Last week, Mr Rubio, the secretary of state and anti-Cuba hawk in the Trump administration, announced the extension of the US’s Cuba visa-restriction policy to officials involved in Havana’s overseas medical mission program, “including foreign government officials” and their families.
That, on its face, suggests that officials in over 50 countries, including Jamaica, where nearly 25,000 Cuban doctors and nurses, so-called medical brigades, now work could be subjected to sanctions for alleged complicity with forced labor.
“Cuba continues to profit from the forced labor of its workers, and the regime’s abusive and coercive labor practices are well documented,” the State Department said. “Cuba’s labor export programs, which include the medical missions, enrich the Cuban regime, and in the case of Cuba’s overseas medical missions, deprive ordinary Cubans of the medical care they desperately need in their home country. The United States is committed to countering forced labor practices around the globe.”
Like most rational people, we do not see it that way.
Indeed, there is little question of the mutual advantage of the Cuban medical program in a country like Jamaica, which is severely short of doctors and nurses. Large numbers of the latter group are each year recruited from the island to work in the United States and other developed countries, straining a system where the nurse-to-population ratio is 1.7 to 1,000, compared to the global average of 4.9 to 1,000.
With respect to doctors, Jamaica has 0.7 per 1,000 population. That includes dentists. The global average is close to three, weighed heavily in favor of developed countries, such as the United States, whose doctor-to-population ratio is 2.8:1,000. In Cuba it is over 5.9.

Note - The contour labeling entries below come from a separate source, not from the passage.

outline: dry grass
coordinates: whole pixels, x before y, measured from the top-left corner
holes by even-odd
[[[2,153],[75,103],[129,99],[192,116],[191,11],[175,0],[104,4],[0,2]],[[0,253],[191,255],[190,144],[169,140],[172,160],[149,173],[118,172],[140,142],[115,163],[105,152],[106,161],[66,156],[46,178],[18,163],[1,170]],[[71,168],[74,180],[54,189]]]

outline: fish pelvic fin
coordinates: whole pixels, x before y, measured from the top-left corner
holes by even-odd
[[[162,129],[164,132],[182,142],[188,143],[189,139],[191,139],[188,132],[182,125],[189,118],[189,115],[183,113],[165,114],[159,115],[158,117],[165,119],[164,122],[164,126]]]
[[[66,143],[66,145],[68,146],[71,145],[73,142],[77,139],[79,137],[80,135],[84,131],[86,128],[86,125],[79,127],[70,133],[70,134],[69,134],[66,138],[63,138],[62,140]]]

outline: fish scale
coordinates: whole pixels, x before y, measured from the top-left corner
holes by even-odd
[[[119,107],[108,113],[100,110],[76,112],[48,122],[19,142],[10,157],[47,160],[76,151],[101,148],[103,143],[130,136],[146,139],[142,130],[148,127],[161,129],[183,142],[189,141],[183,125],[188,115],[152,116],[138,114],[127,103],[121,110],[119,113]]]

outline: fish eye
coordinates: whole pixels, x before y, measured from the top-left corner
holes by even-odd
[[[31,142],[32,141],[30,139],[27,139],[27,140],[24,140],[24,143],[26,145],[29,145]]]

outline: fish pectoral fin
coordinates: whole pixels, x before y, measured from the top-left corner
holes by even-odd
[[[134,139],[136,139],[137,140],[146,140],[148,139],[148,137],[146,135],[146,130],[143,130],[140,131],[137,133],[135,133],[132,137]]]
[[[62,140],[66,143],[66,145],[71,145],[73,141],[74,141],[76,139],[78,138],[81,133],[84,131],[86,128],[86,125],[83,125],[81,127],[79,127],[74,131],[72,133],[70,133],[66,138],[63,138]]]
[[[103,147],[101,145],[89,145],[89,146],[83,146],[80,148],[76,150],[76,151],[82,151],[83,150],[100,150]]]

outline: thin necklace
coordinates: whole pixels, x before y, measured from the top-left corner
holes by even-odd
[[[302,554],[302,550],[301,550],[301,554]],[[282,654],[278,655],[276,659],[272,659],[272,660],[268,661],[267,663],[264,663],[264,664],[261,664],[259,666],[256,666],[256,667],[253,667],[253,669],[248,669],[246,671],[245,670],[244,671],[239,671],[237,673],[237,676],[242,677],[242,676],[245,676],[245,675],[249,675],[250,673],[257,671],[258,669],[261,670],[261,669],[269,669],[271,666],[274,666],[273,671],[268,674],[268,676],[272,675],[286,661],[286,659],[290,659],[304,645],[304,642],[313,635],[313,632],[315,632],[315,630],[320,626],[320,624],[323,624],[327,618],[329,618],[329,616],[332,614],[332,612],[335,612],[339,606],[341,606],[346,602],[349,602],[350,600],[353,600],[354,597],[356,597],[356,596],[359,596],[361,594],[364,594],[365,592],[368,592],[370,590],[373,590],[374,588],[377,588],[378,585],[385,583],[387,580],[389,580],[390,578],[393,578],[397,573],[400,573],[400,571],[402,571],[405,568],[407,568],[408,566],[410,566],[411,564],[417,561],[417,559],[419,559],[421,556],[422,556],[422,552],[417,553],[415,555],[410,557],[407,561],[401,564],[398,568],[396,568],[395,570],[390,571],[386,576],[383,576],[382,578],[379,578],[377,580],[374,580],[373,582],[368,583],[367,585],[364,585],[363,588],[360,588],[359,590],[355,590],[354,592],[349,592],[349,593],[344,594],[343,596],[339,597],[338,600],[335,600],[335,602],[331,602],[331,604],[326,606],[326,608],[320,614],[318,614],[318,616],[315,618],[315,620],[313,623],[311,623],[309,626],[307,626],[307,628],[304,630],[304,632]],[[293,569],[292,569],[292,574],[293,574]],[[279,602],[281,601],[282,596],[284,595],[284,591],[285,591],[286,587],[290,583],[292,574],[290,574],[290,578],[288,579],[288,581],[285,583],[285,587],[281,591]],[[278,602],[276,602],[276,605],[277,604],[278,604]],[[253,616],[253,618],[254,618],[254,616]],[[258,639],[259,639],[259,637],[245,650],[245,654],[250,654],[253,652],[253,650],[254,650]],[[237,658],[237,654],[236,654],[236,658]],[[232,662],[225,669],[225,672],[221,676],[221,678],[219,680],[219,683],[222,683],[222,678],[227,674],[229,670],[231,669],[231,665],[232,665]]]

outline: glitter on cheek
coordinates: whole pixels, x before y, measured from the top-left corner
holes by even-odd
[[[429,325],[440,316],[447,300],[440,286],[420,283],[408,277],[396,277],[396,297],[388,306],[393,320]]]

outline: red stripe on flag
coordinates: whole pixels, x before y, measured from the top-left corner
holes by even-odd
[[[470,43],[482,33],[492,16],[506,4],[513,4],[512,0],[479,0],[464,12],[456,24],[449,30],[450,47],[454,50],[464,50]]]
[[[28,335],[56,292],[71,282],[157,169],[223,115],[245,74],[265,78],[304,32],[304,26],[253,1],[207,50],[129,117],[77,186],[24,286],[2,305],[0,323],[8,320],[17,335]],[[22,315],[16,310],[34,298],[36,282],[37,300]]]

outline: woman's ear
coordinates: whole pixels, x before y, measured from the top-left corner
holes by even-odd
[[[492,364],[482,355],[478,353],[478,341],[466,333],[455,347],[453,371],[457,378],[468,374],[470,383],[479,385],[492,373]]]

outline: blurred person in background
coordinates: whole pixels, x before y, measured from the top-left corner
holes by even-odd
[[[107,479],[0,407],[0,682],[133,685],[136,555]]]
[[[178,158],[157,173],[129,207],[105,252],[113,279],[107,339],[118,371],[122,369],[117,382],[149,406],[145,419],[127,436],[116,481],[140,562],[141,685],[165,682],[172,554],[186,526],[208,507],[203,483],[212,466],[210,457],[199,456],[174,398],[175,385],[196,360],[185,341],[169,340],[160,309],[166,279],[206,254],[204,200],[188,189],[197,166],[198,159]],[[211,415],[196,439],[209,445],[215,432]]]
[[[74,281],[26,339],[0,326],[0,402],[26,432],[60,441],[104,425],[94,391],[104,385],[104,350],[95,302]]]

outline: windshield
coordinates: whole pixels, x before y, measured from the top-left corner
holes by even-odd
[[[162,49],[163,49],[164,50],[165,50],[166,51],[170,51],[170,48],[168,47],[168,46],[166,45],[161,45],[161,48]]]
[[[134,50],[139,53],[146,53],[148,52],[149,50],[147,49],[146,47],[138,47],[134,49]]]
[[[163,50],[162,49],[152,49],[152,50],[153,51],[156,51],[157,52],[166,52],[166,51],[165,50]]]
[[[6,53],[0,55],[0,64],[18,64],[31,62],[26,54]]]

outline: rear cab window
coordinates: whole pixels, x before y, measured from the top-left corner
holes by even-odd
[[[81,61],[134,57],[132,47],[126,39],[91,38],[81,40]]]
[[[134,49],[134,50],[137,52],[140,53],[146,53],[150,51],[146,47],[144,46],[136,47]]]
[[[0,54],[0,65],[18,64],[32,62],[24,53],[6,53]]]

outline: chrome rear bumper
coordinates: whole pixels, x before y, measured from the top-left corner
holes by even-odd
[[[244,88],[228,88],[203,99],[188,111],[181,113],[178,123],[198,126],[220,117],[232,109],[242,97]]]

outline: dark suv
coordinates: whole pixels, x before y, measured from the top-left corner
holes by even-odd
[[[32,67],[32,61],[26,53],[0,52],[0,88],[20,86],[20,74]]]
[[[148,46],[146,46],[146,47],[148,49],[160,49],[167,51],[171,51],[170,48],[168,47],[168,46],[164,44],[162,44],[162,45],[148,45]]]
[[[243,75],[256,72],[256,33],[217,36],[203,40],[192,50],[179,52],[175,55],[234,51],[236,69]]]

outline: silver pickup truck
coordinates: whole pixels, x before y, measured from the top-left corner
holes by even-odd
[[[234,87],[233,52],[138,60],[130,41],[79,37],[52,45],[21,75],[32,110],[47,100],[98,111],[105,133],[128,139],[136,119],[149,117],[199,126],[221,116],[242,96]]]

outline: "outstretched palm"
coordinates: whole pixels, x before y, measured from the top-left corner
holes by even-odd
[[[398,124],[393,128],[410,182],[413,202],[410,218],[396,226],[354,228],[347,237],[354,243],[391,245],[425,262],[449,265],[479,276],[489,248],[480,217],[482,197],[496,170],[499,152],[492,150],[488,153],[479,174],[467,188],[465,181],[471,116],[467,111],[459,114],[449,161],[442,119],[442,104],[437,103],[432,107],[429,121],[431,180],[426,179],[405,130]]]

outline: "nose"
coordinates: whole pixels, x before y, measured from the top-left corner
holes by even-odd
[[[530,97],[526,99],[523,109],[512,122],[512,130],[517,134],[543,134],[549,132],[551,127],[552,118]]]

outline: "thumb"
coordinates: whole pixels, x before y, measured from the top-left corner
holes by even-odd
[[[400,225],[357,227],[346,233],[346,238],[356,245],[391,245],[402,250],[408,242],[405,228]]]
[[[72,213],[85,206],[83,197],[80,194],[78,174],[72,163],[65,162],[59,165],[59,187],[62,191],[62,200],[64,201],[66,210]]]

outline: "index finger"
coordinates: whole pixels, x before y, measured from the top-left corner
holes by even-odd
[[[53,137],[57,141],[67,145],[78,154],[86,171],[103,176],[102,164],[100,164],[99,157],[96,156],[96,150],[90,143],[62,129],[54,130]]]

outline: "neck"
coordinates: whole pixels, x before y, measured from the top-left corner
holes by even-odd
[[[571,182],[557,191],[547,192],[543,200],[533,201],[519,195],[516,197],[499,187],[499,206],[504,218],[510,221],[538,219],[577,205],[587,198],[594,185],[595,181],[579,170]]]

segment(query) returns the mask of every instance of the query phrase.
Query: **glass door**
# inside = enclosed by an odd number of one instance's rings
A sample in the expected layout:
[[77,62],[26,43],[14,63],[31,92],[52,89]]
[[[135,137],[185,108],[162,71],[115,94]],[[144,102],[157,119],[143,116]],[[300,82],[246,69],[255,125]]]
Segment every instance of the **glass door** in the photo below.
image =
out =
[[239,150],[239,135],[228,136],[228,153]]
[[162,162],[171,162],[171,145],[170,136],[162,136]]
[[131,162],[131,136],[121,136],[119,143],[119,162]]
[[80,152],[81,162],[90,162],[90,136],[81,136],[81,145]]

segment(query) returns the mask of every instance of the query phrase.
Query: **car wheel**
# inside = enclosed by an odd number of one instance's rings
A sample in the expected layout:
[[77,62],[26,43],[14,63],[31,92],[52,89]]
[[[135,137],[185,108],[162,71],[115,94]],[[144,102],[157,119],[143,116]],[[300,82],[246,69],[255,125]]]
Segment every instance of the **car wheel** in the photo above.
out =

It is in that context that Jamaica, like many developing countries, has participated in Cuba’s medical mission scheme, which sends hundreds of healthcare professionals to work in the island, while they maintain their substantive jobs in the Cuban health system.
It is estimated that in 2023, Cuba earned over US$6.3 billion in cash and kind from this arrangement, including oil from Venezuela, which has been among the first targets for America’s latest action.
Mr Rubio, a Cuban-American, and other anti-Cuban hawks, see the scheme as a lifeline for the Cuban government.
But where Mr Rubio and the other hawks see mere spastics in a cynical political calculus to defeat Cuba’s communist government, this newspaper sees the thousands of poor Jamaicans whose cataracts and pterygium are removed each year at clinics at the Kingston Public Hospital.
We see, too, the patients at hospitals and clinics in St Mary, or St James, or St Ann, or St Mary who have attending doctors and nurses because there are Cuban healthcare professionals in Jamaica.
There is no evidence that these professionals are being trafficked, or monitored by Jamaican security agents.
Maybe the CARICOM team should invite Mr Rubio to visit hospitals or clinics in Kingston, or maybe Kingstown, for a first-hand view of the situation.